Now if $A$ is not injective, can we say that $\operatorname{Im}(A)$ must be closed ? Or if this is false, can we find a non injective compact operator with non closed range (i.e. infinite dimensional range) ?
 A: Consider the operator $T\colon \ell^2\to \ell^2$ defined by 
$$ T\mathbf{x}=\left(0, \frac{x_2}{2}, \frac{x_3}{3}\ldots\right).$$
$T$ is not injective because $T\mathbf{e}_1=0$, but it is compact and its range is the subspace 
$$E=\left\{\mathbf{y}\in \ell^2\ :\ y_1=0,\ (ny_n)\in \ell^2.\right\}.$$
The subspace $E$ is dense in $M=\overline{\mathrm{span}}\{\mathbf{e}_2, \mathbf{e}_3\ldots\}$, because it contains $\{\mathbf{e}_2, \mathbf{e}_3, \ldots\}$, but the inclusion $E\subset M$ is proper. For example, the sequence 
$$\mathbf{x}=\begin{cases} 
0, & n=1 \\ 
\frac{1}{n}, & n \ge 2 
\end{cases}$$
does not belong to $E$. Therefore $E$ is not closed in $M$, hence it is not closed in $\ell^2$ too.

P.S. In comments the OP requested an example in $C([0,1])$ space. This of course is more complicated because we have now left the elementary Hilbert space setting. Indeed, I am not able to furnish an example, nor I think that a natural example exists. Let me explain what natural means to me in this context. 
The typical examples of compact operators in $C([0,1])$ space are integral transforms 
$$Tf=\int_0^1 K(x, y) f(y)\, dy. $$
In turn, integral transforms usually arise as solution operators to linear boundary value problems for ODEs: 
$$\begin{cases} Lu = f, & x\in (0, 1) \\ U(u)=0\end{cases}$$ Here $L$ is a symmetric linear differential operator and $U(u)=0$ denotes the boundary conditions. (Notation is taken from Coddington-Levinson's book on ordinary differential equations, chapter 7). Now such an operator is always injective, as $Tf=0$ means that the solution to the boundary value problem is the null function $u=0$, which forces $f=Lu=L0=0$. So an example cannot come from there. 
There are also integral transforms $T$ that do not come from a boundary value problem, of course. However, the typical examples here have splitting kernel:
$$K(x, y)=\sum_{j=1}^J a_j(x)b_j(y). $$
This splitting leads to operators with finite dimensional range. So an example cannot come from there either. 
That's what I meant with natural above. But there are a lot more compact operators on $C([0, 1])$. I am sure that an example of an operator which is compact, not injective, and not finite rank can be easily crafted, perhaps with tools of abstract functional analysis (such as Schauder bases). 

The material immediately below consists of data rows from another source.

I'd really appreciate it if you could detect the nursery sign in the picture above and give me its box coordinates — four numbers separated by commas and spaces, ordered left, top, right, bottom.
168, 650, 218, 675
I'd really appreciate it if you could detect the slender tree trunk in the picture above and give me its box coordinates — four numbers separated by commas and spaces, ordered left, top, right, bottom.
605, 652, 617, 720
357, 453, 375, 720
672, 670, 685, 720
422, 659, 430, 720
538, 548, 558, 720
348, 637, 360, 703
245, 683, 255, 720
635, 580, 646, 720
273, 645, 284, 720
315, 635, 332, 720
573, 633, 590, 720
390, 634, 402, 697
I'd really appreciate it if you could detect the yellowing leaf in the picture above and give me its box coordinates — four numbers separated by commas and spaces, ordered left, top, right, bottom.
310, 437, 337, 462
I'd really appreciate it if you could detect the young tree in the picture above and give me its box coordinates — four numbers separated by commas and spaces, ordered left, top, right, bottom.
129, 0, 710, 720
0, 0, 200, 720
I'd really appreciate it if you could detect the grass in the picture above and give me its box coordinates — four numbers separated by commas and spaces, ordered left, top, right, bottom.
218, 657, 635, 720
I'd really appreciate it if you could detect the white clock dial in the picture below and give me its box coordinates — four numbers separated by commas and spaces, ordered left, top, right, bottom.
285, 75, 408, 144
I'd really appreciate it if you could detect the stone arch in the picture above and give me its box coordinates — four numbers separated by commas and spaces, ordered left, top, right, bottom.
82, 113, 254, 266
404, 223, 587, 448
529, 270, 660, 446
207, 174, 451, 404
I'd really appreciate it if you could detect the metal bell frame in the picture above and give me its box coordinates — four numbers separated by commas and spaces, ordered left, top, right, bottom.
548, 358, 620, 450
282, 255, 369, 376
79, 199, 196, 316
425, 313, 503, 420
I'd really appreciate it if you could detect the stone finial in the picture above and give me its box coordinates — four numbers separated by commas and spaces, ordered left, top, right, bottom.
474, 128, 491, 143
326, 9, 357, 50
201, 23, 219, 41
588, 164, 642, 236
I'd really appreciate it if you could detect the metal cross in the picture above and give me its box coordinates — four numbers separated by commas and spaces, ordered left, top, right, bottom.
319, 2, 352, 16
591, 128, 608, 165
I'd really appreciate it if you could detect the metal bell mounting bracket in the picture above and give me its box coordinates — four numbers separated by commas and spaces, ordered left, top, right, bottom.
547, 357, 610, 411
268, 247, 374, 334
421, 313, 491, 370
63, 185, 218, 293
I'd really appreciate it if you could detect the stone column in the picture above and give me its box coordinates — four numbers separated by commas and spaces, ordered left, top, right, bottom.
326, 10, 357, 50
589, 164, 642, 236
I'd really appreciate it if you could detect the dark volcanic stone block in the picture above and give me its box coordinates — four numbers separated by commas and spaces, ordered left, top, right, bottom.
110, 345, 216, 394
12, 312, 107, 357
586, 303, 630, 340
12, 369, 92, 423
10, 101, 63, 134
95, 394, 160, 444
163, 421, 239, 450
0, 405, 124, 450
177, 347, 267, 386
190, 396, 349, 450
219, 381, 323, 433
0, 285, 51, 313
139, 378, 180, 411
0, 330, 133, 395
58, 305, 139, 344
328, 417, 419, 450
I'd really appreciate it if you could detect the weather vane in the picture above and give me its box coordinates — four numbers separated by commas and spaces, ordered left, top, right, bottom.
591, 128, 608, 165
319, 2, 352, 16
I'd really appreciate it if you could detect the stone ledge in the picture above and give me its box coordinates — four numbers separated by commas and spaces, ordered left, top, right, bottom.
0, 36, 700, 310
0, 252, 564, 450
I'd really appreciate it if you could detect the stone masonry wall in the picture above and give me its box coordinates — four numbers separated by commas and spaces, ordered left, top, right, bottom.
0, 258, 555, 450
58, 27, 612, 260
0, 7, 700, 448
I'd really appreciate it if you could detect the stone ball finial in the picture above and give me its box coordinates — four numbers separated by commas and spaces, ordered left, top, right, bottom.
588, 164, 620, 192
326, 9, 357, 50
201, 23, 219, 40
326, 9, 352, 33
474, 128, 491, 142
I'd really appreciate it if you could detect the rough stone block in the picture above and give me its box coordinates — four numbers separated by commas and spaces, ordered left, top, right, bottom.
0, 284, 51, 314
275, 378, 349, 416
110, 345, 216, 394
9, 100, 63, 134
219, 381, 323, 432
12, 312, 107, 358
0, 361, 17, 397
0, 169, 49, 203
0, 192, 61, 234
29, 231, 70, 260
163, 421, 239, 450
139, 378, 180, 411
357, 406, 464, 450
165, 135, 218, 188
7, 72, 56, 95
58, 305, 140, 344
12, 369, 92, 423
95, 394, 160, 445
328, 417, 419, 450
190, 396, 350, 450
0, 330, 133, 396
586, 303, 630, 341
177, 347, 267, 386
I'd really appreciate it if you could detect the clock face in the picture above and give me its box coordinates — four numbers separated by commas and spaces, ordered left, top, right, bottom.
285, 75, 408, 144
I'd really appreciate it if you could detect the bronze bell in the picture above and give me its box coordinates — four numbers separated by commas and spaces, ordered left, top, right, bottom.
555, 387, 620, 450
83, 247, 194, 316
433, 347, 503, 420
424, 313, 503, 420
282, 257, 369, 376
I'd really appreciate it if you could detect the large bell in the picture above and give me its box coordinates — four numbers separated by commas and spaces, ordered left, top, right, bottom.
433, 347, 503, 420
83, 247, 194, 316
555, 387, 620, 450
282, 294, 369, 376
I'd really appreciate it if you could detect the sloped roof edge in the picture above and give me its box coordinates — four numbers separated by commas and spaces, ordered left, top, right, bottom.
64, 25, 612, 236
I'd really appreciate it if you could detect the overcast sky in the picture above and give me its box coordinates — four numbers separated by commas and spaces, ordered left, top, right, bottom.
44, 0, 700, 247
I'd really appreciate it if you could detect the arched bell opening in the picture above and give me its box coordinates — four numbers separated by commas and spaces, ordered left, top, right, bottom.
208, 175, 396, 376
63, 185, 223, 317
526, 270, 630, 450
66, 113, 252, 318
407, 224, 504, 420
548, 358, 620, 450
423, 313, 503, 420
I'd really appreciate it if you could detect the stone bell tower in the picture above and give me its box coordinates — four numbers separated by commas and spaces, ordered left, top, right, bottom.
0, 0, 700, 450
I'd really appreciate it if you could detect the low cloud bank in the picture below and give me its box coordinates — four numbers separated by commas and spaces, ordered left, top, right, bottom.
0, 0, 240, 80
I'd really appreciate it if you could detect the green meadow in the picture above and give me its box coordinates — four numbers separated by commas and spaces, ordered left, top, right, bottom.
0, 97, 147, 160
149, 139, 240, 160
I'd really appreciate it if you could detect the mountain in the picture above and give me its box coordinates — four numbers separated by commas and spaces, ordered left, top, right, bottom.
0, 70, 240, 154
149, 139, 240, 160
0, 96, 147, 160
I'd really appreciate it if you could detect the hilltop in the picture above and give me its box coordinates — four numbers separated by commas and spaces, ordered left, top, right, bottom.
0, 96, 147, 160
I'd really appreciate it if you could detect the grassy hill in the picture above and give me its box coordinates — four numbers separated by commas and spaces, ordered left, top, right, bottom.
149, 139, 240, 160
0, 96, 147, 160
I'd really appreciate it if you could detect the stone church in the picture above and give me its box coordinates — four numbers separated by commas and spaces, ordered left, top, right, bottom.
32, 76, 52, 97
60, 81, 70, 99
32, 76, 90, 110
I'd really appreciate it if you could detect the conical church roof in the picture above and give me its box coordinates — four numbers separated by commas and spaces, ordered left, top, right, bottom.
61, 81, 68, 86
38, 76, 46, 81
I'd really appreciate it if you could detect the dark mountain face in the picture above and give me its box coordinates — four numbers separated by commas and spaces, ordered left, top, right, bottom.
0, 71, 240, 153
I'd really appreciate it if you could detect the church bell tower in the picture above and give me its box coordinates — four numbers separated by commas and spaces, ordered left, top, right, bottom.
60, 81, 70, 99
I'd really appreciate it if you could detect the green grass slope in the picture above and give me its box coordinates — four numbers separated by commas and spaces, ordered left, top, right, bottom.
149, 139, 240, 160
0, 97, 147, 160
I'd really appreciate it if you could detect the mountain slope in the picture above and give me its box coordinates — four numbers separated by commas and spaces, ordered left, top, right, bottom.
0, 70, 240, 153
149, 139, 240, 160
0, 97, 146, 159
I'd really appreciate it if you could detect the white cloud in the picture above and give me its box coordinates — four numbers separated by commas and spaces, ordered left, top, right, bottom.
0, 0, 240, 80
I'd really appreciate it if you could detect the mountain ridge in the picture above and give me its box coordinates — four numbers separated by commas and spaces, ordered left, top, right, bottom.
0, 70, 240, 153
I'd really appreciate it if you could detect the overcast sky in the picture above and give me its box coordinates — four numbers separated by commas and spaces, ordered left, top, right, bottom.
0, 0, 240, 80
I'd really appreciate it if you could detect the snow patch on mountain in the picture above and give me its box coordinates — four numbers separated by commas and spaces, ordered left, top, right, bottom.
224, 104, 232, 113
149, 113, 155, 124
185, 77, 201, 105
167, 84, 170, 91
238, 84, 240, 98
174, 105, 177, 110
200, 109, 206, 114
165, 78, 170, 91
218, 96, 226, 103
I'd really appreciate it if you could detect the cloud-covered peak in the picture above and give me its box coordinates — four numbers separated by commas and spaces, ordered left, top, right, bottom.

A: A compact linear operator $A\colon X \to Y$, where $X$ and $Y$ are Banach spaces, has closed range if and only if it has finite rank.
Because if the range is closed, it is a Banach space, and the open mapping theorem asserts that $A(B_X)$ is a neighbourhood of $0$. But its closure is compact, so $\mathcal{R}(A)$ is locally compact. By Riesz' theorem, a Hausdorff topological vector space is locally compact if and only if it is finite-dimensional.